Mais revenons à nos Africa et à nos chemins de terre à moto sur le haut-plateau d’Asiago. Nous nous perdons et nous retrouvons dans un dédale de rues et de ruelles, le prochain point de repère étant le cimetière anglais de Boscon, encore une fois un lieu fascinant et impeccablement entretenu. Plus loin, au « Bar Alpino » (rien de plus qu’un refuge dans les bois), nous suivons les indications pour Monte Corno. Le temps commence à se dégrader, la température est excellente, environ 20 °C, mais le ciel est couvert et n’augure rien de bon.
Mais pour le moment, nous sommes au sec et en profitons pleinement. Ces chemins en pierre blanche, larges et faciles, sont spectaculaires à tous points de vue, que vous rouliez à un rythme joyeux en style rallye-moto ou que vous souhaitiez profiter de ce qui vous entoure et des senteurs des bois.
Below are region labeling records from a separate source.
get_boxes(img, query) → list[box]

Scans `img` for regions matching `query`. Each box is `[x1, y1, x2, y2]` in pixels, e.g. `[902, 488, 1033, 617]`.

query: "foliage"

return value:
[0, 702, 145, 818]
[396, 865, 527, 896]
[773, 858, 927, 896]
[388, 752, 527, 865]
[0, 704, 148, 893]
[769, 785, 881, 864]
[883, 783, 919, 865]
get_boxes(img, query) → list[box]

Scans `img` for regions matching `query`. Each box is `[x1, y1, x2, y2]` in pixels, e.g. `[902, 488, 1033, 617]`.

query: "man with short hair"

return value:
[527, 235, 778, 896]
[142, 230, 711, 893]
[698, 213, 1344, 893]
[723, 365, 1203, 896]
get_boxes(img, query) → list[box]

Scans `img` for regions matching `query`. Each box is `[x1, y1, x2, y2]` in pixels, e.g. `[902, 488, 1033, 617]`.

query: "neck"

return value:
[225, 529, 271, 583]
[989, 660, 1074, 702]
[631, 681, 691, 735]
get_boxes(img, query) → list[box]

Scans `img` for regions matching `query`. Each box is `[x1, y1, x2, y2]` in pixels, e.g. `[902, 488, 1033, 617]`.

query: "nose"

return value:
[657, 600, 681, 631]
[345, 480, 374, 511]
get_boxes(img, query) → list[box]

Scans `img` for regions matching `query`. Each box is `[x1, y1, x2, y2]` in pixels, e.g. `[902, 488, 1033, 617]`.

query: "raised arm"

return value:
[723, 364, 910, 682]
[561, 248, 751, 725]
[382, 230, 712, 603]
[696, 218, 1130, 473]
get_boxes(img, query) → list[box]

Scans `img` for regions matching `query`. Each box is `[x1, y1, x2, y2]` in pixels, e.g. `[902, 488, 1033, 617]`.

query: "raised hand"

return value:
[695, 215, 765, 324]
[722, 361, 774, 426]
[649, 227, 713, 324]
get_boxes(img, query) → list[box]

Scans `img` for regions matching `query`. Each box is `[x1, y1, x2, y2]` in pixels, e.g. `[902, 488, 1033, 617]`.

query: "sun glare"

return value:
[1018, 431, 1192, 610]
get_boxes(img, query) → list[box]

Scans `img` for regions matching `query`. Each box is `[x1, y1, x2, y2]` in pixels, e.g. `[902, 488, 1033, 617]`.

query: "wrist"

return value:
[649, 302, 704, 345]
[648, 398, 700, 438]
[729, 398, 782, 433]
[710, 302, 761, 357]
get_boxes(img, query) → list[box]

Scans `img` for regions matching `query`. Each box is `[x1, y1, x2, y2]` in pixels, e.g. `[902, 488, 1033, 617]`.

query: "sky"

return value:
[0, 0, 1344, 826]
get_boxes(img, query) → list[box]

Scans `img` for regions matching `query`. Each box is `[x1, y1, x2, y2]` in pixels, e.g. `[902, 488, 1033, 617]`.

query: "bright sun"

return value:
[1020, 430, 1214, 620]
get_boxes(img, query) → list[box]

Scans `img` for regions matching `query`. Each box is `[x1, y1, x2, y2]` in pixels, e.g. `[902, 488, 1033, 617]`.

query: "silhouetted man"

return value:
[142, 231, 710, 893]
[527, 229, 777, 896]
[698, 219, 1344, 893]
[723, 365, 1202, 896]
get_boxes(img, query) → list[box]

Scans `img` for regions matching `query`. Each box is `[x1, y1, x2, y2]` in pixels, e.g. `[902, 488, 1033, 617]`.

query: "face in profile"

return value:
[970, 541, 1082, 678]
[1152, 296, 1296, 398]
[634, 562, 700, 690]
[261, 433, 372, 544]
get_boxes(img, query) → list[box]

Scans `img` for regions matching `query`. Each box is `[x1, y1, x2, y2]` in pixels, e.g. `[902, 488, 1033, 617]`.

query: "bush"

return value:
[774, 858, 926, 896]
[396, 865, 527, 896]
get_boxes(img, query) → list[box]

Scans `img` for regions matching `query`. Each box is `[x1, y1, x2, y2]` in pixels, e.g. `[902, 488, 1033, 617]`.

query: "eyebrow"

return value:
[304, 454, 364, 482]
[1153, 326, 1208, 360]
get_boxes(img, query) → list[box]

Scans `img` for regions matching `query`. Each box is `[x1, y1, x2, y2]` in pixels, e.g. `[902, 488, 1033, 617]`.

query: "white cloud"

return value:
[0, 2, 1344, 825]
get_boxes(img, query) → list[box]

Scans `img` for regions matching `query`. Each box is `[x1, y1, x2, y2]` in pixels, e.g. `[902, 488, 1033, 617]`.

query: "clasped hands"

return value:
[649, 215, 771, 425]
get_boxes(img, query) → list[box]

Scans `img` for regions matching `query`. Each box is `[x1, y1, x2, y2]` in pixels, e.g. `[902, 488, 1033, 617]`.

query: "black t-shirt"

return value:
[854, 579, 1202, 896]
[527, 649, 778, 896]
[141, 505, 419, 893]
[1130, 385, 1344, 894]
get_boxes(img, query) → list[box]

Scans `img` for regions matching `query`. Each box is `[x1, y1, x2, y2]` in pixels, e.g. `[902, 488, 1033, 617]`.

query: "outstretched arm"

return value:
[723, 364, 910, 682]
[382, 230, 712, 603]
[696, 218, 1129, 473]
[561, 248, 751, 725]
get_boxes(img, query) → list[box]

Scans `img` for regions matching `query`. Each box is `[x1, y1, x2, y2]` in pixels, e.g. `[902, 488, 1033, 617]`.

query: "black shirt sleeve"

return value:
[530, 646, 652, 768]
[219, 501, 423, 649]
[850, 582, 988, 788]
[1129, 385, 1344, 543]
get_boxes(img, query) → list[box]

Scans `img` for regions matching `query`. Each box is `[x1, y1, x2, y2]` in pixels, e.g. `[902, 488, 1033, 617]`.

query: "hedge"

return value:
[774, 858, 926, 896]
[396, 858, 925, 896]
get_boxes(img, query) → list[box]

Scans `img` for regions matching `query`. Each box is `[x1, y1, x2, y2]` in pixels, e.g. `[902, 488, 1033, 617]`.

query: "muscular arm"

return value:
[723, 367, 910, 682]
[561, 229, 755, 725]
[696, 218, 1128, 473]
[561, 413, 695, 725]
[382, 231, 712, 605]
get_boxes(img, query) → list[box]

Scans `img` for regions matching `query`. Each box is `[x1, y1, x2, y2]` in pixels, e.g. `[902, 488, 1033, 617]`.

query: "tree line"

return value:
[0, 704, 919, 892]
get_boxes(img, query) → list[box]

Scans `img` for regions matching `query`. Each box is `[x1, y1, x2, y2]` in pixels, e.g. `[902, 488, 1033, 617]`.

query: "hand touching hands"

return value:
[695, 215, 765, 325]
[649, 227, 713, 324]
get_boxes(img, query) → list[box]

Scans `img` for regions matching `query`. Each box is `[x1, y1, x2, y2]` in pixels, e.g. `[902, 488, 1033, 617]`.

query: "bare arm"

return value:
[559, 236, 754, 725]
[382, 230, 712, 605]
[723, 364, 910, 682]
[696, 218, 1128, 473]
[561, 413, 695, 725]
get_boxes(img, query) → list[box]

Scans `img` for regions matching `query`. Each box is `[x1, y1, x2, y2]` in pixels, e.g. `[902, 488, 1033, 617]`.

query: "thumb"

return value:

Nous, on fait un peu des deux, on s’amuse un peu mais on savoure aussi l’instant présent.
Court tronçon d’asphalte entre le refuge Granezza et le monument au soldat inconnu sur le Monte Corno et de nouveau tout-terrain, direction Turcio. Le temps ne cesse de se dégrader, maintenant nous sommes plongés dans les nuages et nous entendons le tonnerre pas très loin. Nous avons des imperméables à portée de main, mais nous décidons d’attendre qu’il commence vraiment à pleuvoir.
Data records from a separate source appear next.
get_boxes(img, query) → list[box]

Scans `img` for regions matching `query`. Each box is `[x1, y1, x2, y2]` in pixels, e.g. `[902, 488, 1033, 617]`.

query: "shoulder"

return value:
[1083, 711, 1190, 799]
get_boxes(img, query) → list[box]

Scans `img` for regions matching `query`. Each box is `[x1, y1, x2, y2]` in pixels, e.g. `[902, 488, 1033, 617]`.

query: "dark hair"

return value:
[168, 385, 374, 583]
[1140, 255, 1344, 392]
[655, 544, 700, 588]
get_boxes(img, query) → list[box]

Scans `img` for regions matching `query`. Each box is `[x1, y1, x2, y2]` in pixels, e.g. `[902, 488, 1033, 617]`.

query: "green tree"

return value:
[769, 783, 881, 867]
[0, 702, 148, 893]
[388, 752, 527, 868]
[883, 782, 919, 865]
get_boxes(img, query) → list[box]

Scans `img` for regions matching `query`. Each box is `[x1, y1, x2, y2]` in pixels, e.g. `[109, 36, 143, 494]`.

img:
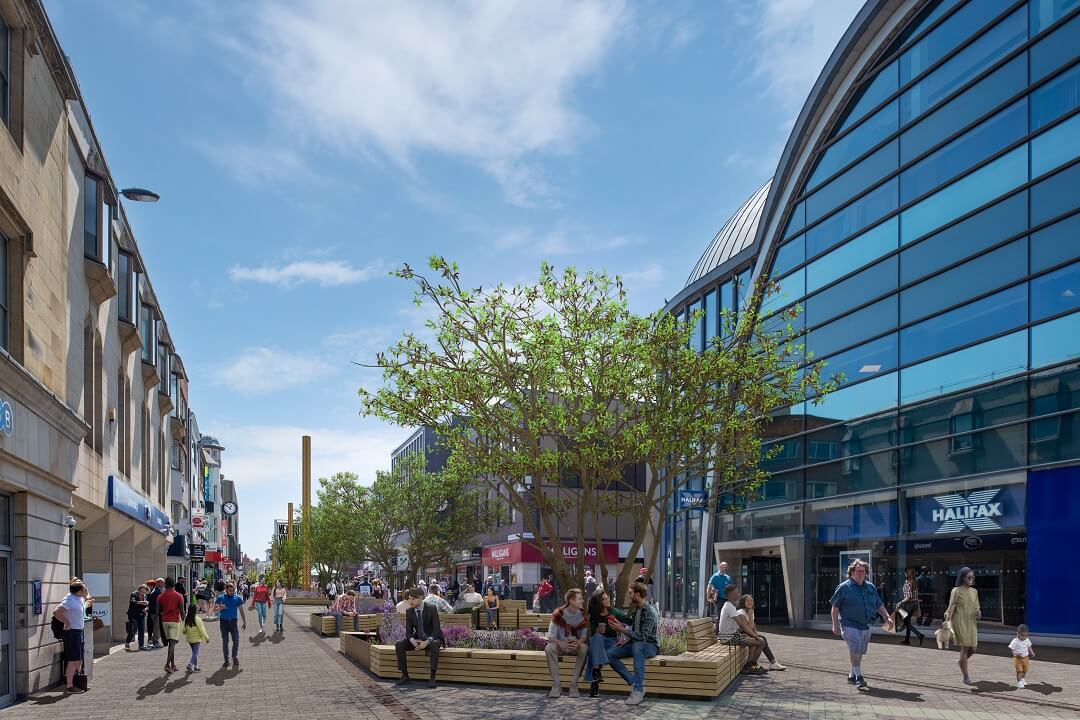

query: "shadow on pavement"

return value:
[1025, 682, 1065, 695]
[26, 690, 71, 705]
[859, 688, 927, 703]
[206, 666, 243, 688]
[135, 675, 168, 699]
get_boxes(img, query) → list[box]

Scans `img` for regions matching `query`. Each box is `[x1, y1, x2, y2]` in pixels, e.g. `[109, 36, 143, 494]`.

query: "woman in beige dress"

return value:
[945, 568, 983, 685]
Nous n’avons pas à attendre longtemps, car si seulement quelques gouttes tombent au début, c’est un véritable orage qui s’abat sur nous en cinq minutes. Nous nous arrêtons, nous habillons rapidement et en un instant nous sommes prêts à repartir. Mais attention, on a même droit à de la grêle. Un regard complice et à peine sortis de la forêt, nous nous réfugions dans le premier restaurant que nous trouvons. Nous avons tout de même été chanceux car nous avons pris l’eau même pas dix minutes et la grêle pendant deux minutes. La moto est à l’abri et nous mettons les pieds sous la table. Après tout, il est midi quarante et nous commençons à avoir faim.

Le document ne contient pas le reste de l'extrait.